Demo-Versionen für App-Store-Apps: Prädikat untauglich
Im App Store gibt es keine Software-Demos – gezahlt wird in Raten oder für die Vollversion. Mittlerweile sind die Hälfte aller iOS-Downloads ‘gratis’. Die Ära der (zeitlich) eingeschränkten Testversionen ist vorbei und kommt auch nicht zurück.
Apples App-Store-Jugendjahre mischten den traditionellen Softwarevertrieb ordentlich auf. Das fehlende ‘Try-before-buy’-Argument, aus dem Schwarzkopierer so gerne eine Art ‘Ausprobier-Anspruch’ ableiten, hat man mittlerweile geschluckt. In-App-Käufe für Extra-Level und Zusatzfunktionen sowie Free2Play überrundeten die (anstrengenden) ‘Lite-Editions’. Eine ernstzunehmende Gegenbewegung ist nicht spürbar.
Das kann frustrieren. Insbesondere weil große Publisher, die mit dem dicken Budget für Triple-A-Games, damit (noch) nicht umgehen können. Deshalb bekommen iPhone und iPad oft nur fiesen Promo-Mist oder eine ‘Companion-App’ anstelle des eigentlichen Blockbusters, der ohne Probleme auch zuerst für iOS hätte erscheinen können.
Dave Addey argumentiert kürzlich: “Apps are too cheap”. Eine seiner Lösungen: zeitbegrenzte Demos. Ich denke, damit liegt er falsch. Jesse Schell zitierte auf der letzten DICE diese Studie (ab YouTube-Minute 10:05):
According to the report, games without a demo or a trailer sold less than 100,000 units on average. Those with just a demo sold about 200,000, those with both a demo and a trailer averaged at around 250,000, while those with only a trailer soared at over 500,000.

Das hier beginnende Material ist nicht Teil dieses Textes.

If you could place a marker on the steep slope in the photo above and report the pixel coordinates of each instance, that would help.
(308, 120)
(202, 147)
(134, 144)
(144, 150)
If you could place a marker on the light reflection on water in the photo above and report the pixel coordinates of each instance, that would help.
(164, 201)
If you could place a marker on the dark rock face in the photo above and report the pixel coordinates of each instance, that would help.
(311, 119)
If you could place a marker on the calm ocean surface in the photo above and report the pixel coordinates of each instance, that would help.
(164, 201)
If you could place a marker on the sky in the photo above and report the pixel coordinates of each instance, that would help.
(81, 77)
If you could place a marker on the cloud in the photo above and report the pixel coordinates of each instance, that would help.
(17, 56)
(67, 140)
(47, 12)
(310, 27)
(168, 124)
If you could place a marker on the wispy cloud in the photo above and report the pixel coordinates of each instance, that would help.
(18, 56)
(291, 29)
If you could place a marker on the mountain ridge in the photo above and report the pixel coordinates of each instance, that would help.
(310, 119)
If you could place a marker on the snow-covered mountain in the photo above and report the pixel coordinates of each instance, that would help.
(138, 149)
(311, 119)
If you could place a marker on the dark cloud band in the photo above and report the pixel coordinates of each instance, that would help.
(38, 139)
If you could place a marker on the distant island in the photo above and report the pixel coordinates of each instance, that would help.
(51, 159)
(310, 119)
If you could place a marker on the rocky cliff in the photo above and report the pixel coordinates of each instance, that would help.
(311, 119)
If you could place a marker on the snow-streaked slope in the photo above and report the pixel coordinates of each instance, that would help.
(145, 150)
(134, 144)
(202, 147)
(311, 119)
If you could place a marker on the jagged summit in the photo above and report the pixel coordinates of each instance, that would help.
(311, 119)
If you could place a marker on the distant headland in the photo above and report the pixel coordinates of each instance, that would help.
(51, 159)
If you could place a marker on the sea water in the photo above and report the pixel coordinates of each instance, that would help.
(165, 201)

Demos helfen Kunden bei ihrem Bedürfnis in Software reinzuschnuppern, sich nur kurz durch die Menüs zu klicken. Es scheint schwer vorstellbar, das Mini-Programme, die 89 Cent kosten und lediglich eine explizite Aufgabe erfüllen, bei Nutzern an ein Zeitlimit stoßen. Mir reichen oft 90 Sekunden um herauszufinden ob eine Anwendung meinen (optischen) Ansprüchen genügt und den (technischen) Forderungen gerecht wird.

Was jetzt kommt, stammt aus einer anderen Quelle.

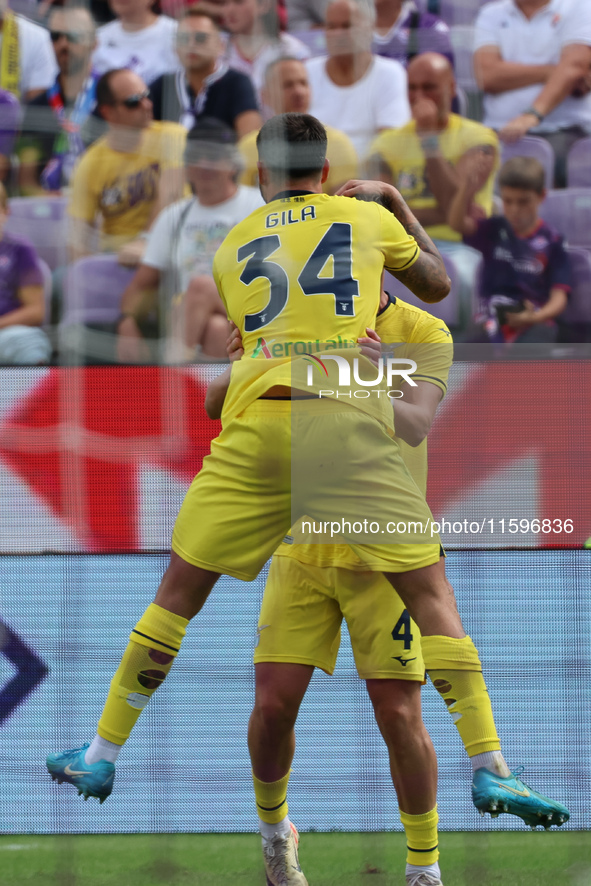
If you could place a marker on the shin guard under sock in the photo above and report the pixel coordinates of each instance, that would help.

Eine Demoversion würde, bestimmt nicht nur in meinem Fall, zu weniger verkaufter App-Store-Software führen. Das ist gut für den Kunden, oder? Ich bin mir da (auch) nicht so sicher.
Spinnt man die Gedankenspirale weiter, verliert ein frisch gestarteter Entwickler damit zuerst die Verkäufe einer experimentierfreudigen Kundschaft. Die Chancen, das ein kleines Team ihre Softwareidee weiter verfolgt, in andere Richtungen denkt, ausbaut und Feedback einarbeitet, sinken. Und genau das beißt wieder alle Kunden – nicht sofort, aber auf lange Sicht.

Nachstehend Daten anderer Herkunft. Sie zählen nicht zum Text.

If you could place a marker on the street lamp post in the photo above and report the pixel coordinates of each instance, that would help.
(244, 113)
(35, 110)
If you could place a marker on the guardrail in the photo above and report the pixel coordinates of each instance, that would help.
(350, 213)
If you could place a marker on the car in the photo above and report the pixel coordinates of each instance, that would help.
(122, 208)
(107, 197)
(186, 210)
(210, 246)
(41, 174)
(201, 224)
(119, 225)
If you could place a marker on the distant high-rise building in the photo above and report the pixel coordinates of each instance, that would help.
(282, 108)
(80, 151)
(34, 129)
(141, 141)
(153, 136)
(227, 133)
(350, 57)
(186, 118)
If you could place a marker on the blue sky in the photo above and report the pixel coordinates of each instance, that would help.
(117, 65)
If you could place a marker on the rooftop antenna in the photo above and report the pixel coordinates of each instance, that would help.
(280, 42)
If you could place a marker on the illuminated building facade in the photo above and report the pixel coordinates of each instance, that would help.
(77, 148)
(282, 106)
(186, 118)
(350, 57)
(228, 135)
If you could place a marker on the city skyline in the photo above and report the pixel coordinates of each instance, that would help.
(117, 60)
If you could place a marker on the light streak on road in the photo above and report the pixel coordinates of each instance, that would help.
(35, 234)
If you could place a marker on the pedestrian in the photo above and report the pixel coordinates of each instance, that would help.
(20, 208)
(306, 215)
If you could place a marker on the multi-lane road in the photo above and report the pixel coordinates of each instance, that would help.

Nun kann man die Meinung vertreten: “Mir doch egal, Hauptsache ich leiste mir heute keinen Fehlkauf”. Eine Demoversion ist dafür jedoch die sprichwörtliche Kanone, die auf Spatzen schießt. Wer sich vor der Ausgabe von 1.79 Euro umfassend informieren möchte, liest App-Store-Bewertungen, Blog-Reviews, YouTube-Tests und klickt sich durch (teilweise) hervorragende Entwickler-Webseiten, die die meisten Fragen vorab beantworten.
Auch aus Praxis-Perspektive sind Testversionen im iOS-Ökosystem nervig. Abgelaufene Apps, die keine Funktion mehr besitzen weil der Testzeitraum überschritten wurde und deshalb nur noch Homescreen-Platz verschwenden, bieten kein erstrebenswertes Erlebnis. Über ‚Automatische Downloads‘ verteilt sich die funktionslose Software möglicherweise noch auf andere iOS-Geräte; iTunes nervt mit Software-Updates für die bereits abgeschriebenen Apps – Löschen wird Volkssport.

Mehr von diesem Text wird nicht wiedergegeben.